This study introduces a novel electromagnetic localization system for lung biopsy needle tracking, aimed at improving real-time procedural guidance and localization accuracy. The system utilizes a rectangular toroidal current distribution, with a printed circuit board (PCB) serving as the magnetic field emitter. An alternating electromagnetic field at approximately 70 kHz was modeled using the Biot–Savart law. Induced voltages from multiple transmitting coils were separated through Fourier transform algorithms, enabling independent signal extraction. A five-degree-of-freedom positioning model was solved using the least squares method, ensuring both computational efficiency and spatial precision. Experimental validation demonstrated that the proposed system achieved an average localization error of less than 1.76 mm, effectively addressing core challenges in biopsy needle tracking.
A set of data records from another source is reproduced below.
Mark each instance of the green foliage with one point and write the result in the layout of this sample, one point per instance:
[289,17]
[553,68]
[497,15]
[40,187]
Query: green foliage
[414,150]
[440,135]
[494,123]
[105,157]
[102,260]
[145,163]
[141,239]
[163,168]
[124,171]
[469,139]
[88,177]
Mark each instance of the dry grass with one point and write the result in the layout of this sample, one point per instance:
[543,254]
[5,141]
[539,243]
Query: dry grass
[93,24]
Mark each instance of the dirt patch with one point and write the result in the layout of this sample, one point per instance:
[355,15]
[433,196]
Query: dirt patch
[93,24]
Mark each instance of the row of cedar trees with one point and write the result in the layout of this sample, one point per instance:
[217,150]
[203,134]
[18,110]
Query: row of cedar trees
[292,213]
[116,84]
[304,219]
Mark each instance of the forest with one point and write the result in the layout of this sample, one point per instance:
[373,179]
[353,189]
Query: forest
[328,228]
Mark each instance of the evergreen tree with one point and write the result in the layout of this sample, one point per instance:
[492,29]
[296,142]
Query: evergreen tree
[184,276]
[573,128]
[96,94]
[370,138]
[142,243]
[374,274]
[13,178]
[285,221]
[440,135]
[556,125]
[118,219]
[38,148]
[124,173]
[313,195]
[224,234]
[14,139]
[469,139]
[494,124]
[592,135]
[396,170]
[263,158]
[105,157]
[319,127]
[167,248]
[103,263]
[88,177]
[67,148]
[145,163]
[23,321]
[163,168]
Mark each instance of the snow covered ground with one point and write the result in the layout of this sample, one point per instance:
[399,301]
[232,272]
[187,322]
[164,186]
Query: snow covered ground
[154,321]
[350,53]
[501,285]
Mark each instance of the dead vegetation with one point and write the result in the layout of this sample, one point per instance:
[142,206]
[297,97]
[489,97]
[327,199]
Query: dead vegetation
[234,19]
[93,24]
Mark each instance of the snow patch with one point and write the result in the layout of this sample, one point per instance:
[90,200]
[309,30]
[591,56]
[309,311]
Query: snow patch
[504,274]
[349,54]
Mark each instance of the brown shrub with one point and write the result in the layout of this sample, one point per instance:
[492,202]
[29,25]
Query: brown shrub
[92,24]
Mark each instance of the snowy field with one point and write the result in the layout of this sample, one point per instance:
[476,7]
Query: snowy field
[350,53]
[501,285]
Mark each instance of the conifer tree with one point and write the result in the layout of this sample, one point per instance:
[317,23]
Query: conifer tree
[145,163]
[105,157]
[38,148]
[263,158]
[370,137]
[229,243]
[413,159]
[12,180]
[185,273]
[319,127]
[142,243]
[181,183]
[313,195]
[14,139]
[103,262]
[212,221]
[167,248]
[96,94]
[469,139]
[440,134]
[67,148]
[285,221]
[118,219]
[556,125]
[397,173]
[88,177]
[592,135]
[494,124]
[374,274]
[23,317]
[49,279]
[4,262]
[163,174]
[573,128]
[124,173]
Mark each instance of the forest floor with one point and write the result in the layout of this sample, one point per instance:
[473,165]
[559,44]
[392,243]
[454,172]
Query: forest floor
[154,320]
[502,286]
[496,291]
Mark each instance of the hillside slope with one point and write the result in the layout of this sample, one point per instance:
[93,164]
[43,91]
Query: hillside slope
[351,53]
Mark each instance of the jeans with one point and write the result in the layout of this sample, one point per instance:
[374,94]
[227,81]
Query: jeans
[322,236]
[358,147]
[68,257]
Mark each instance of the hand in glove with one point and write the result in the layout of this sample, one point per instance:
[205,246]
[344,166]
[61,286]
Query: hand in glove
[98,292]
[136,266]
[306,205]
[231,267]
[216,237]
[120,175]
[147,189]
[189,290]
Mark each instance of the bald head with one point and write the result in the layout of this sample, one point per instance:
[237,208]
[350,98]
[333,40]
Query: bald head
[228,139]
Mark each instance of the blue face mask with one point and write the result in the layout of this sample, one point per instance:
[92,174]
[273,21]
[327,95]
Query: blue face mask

The results highlight the system’s potential to enhance accuracy while reducing dependency on imaging techniques such as CT, thereby contributing to safer and more efficient clinical procedures. Future work will focus on enhancing calibration strategies, minimizing susceptibility to environmental interference, and evaluating the system’s performance in biological tissues to support its translation into clinical settings.

Supplementary Materials

The following supporting information can be downloaded at https://www.mdpi.com/article/10.3390/app15094613/s1 and Zenodo (https://zenodo.org/records/14636130 (accessed on 13 January 2025)); (1) Video: Accurate Biopsy Needle Localization Using a Rectangular Toroidal Magnetic Field: A Computational Model and Experimental Validation. (2) 2000-times position errors.

Author Contributions

Conceptualization, H.P.; methodology, H.P.; software, Y.D.; validation, Y.D.; formal analysis, Y.D.; investigation, Y.D.; resources, Q.F.; data curation, Q.F.; writing—original draft preparation, Y.D.; writing—review and editing, Y.D.; visualization, Y.D.; supervision, Y.D.; project administration, L.X.; funding acquisition, L.X. All authors have read and agreed to the published version of the manuscript.

Funding

This research was funded by the Sichuan Provincial Department of Science and Technology under grant No.2022YFG0235 and Sichuan University Huaxi Hospital under grant No. H2021201005.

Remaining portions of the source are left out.